I just finished the first quarter of the book (Part I, The Economic Background). It's a much easier read than I was picturing, very light and enjoyable.
I decided to post my comments on the first part now, lest this get too long, and then when I finish the next part I'll put it in this thread as well. After I read the second part of part one, I'll read the other comments in this thread and start discussing those as well.
Comments below were typed in notepad as I read. Feel free to comment back on any you think are worth discussing.
My copy is the 3rd edition (1994), so my pages are off from everyone's, so I'm not going to bother listing them.
- In reading the background about how the market society emerged, and prior societies without the free market idea, it struck me how important that is to our unique (historically speaking) chance to early retire.
In
this post, I looked at how productivity and technological advances have furthered our ability to FI (through only abou 1/4 of our wages needing to go to necessities to have a 1950s standard of living of food, housing, etc., leaving 75% discretionary income that can be saved). The fundamental underpinnings even more important though is the ability to invest those savings due to the market and earn a return. Relevant quote from EE: "There were no factors of production before capitalism" and "The idea of a liquid, fluid capital would have been as strange in medieval life as would be the thought today of stocks and bonds as heirlooms never to be sold."
It's not an idea I'd try to explain to a newcomer to early retirement as the big reason why we can early retire (instead telling them more like the stats in the article above), but it definitely is a major factor, and something interesting to consider, for me at least.
- I liked the short three field rotation versus two anecdote, and am tempted to read the cited book, "Medieval Technology and Social Change" by Lynn White.
- The capitalism described in the Marx section sounds eerily like what is happening today.
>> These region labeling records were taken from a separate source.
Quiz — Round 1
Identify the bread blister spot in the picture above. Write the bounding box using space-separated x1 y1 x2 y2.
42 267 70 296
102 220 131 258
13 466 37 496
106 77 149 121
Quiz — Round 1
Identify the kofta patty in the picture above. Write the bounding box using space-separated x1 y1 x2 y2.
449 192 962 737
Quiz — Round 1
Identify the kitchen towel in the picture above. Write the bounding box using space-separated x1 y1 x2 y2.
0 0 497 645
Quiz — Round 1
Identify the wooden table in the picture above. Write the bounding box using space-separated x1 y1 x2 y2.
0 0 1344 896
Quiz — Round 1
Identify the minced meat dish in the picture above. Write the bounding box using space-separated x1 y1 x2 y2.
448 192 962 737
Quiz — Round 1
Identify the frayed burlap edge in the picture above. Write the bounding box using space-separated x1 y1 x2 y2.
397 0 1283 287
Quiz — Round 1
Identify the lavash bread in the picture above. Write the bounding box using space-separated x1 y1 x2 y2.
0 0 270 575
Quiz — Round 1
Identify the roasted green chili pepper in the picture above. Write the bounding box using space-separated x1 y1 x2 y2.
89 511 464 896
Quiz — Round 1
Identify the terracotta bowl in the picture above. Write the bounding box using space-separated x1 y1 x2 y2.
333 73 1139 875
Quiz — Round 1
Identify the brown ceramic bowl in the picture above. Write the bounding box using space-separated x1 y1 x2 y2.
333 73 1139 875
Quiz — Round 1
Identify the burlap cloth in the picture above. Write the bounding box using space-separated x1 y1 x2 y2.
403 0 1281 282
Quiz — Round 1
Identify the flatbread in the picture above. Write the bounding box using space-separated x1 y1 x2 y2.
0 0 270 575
Relevant quote: "Thus the social structure will be reduced to two classes - a small group of capitalist magnates and a large mass of proletarianized (i.e. propertyless), embittered workers."
- Reading all these statistics from 1988 and 1990 on income and net worth really makes inflation hit home once again. Examples: top 5% income in 1990 was 105k.. top 10% assets in 88 was >250k - and that's counting home equity. In 1988, only 940,000 of households had at least 1MM in assets. In 2008, 20 years later,
around 6.7 million Americans had at least 1MM (and that's NOT counting first homes, and is 2.5 million people ower than it had been due to housing prices dropping, presumably on second homes and income properties).
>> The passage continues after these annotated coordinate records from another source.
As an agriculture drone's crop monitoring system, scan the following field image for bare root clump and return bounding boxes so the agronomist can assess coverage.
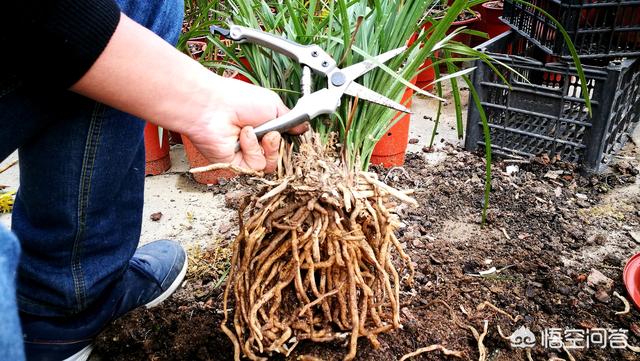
[222,136,415,360]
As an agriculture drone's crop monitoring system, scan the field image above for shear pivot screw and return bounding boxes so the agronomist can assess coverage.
[331,72,347,86]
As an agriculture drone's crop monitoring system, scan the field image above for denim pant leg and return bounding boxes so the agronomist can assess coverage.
[5,0,182,316]
[0,226,24,361]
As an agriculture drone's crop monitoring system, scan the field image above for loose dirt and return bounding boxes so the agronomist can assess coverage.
[95,136,640,361]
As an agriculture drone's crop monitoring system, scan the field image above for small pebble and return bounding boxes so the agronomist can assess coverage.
[595,289,611,303]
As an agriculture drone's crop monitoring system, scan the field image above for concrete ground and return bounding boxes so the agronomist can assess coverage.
[7,85,640,250]
[0,88,466,246]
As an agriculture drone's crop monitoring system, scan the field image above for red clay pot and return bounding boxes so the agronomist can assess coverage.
[182,135,236,184]
[169,130,182,145]
[371,78,417,168]
[144,122,171,175]
[480,1,509,39]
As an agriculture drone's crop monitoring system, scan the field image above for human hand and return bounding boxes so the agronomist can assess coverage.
[188,78,309,173]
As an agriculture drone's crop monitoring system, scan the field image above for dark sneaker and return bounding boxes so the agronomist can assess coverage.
[21,240,187,361]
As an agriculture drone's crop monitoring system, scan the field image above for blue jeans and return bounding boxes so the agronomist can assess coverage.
[0,0,183,359]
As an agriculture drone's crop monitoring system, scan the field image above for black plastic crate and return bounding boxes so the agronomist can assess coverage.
[465,31,640,171]
[502,0,640,59]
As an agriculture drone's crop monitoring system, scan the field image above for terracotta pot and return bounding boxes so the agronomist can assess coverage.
[480,1,509,39]
[182,135,236,184]
[169,130,182,145]
[370,78,417,168]
[144,122,171,175]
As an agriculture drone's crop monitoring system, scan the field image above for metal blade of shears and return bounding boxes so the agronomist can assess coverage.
[341,46,407,80]
[344,82,411,114]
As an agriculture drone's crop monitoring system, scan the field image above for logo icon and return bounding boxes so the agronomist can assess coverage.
[509,326,536,348]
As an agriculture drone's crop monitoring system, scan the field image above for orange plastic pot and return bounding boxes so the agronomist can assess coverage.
[370,78,417,168]
[182,134,236,184]
[144,122,171,175]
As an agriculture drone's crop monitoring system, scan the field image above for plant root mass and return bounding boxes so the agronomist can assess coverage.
[222,135,415,360]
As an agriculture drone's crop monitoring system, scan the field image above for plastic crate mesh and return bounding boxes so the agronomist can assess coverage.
[503,0,640,58]
[467,34,640,169]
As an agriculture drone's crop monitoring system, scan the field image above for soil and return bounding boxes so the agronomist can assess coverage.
[94,138,640,361]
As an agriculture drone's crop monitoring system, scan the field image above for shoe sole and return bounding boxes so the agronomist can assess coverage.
[63,345,93,361]
[144,254,189,308]
[63,248,189,361]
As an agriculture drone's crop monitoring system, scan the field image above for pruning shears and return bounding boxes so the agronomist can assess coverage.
[210,25,411,150]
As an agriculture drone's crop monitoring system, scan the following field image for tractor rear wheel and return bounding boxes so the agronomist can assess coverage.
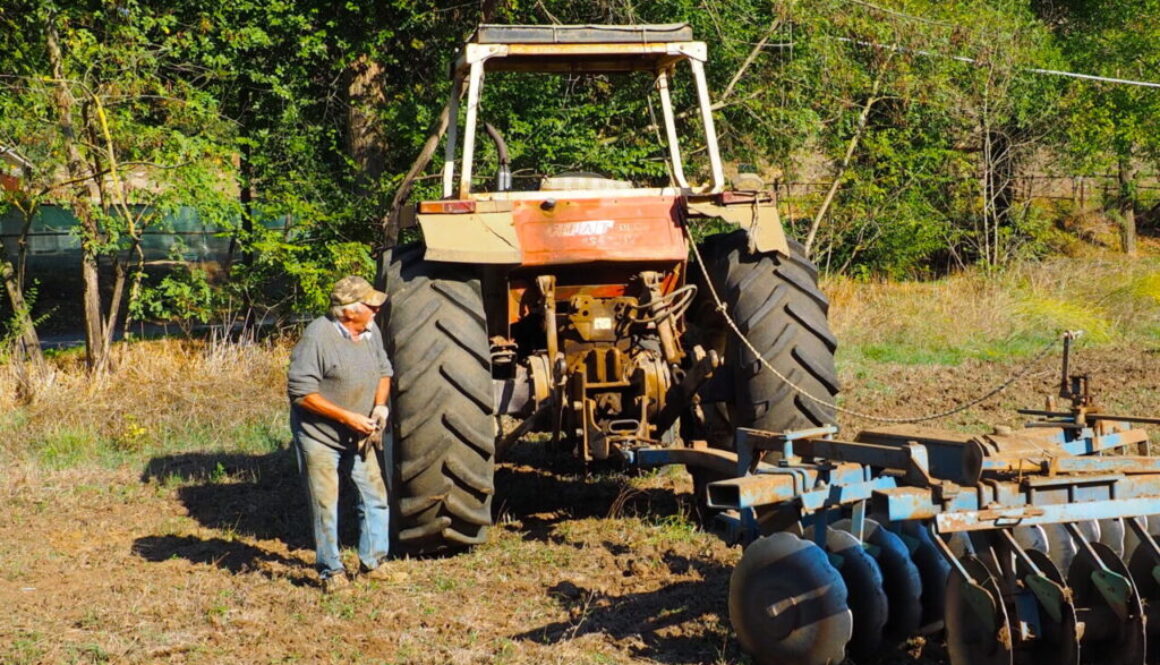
[693,231,838,432]
[383,245,495,554]
[689,231,838,522]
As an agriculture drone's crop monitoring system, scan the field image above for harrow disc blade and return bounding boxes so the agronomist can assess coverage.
[945,555,1013,665]
[1043,520,1100,570]
[1022,550,1080,665]
[1124,515,1160,559]
[832,519,922,643]
[898,522,950,626]
[728,533,854,665]
[1125,526,1160,603]
[1067,542,1146,665]
[1125,526,1160,663]
[1100,520,1124,558]
[806,528,886,660]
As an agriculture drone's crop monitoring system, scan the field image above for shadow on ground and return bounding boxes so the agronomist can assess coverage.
[512,554,739,664]
[133,449,368,572]
[492,446,690,547]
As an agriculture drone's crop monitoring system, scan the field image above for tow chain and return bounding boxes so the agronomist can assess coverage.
[681,219,1061,424]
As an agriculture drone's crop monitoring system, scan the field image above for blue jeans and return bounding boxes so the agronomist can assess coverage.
[295,432,391,579]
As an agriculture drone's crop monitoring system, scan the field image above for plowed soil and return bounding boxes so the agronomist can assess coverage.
[0,349,1160,665]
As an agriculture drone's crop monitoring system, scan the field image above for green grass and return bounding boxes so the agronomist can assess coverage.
[26,419,290,468]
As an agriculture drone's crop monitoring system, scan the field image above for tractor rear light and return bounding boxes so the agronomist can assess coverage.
[419,200,476,215]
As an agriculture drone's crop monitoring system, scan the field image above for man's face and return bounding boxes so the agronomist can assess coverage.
[347,303,379,333]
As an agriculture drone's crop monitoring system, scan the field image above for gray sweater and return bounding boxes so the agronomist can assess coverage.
[287,317,393,448]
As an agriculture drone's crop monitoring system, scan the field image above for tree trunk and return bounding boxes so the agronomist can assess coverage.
[1116,157,1136,256]
[45,16,108,369]
[805,69,889,258]
[347,56,387,196]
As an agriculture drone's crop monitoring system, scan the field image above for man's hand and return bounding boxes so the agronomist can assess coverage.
[370,404,391,432]
[342,411,377,435]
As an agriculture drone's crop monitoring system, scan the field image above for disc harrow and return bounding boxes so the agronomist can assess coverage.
[635,362,1160,665]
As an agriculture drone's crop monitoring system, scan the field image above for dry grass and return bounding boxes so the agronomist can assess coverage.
[0,254,1160,665]
[0,340,288,465]
[824,256,1160,361]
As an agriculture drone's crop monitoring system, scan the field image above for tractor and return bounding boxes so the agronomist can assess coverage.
[379,24,838,554]
[379,24,1160,665]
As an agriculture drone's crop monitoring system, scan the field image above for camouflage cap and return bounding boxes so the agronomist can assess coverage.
[331,275,386,308]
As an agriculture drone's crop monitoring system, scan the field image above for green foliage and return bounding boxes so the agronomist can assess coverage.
[0,0,1160,336]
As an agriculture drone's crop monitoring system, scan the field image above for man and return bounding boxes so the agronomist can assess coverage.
[287,275,392,593]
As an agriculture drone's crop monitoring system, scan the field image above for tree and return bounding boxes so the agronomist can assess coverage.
[1039,0,1160,254]
[0,0,237,371]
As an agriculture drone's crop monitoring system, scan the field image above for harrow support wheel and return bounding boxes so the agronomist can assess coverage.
[690,230,838,432]
[1023,549,1080,665]
[945,555,1014,665]
[728,532,854,665]
[831,519,922,650]
[1067,542,1146,665]
[805,522,889,660]
[896,522,950,626]
[383,245,495,554]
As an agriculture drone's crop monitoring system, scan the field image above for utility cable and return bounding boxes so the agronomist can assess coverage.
[681,218,1060,424]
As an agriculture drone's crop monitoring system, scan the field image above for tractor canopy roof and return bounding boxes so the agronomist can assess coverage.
[456,23,706,74]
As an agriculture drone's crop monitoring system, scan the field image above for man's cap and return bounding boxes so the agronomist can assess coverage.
[331,275,386,308]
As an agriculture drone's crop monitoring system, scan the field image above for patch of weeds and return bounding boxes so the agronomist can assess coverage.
[38,427,97,469]
[111,413,150,453]
[322,593,358,621]
[205,590,237,626]
[861,342,966,367]
[967,331,1057,361]
[73,608,103,630]
[492,637,516,663]
[1018,297,1115,344]
[5,631,44,665]
[646,513,703,544]
[435,574,459,591]
[68,643,113,663]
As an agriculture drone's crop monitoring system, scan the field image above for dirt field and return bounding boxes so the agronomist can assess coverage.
[0,348,1160,664]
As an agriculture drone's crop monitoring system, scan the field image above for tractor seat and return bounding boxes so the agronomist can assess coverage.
[539,171,636,191]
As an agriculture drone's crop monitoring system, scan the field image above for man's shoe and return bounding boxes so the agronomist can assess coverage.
[322,572,350,594]
[358,564,409,584]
- I find it interesting that the authors spend so much time on GNP introduction talking about how 1980-1992 (in my version) wealth was redistributed to the rich, and the middle/lower class stayed the same or got poorer, despite GNP growth. And how much more has that happened in the two decades since? We've all obviously seen articles on how much the 1% has, which sharply came into focus last year with the Occupy Wall Street movement, so I was surprised that a book from '94 was focusing on this difference starting in 1980, over three decades ago now!
- After reading the union part and reflecting back on what I've read so far, I feel that the authors have a quite liberal slant. Not a big deal, but something to keep in mind.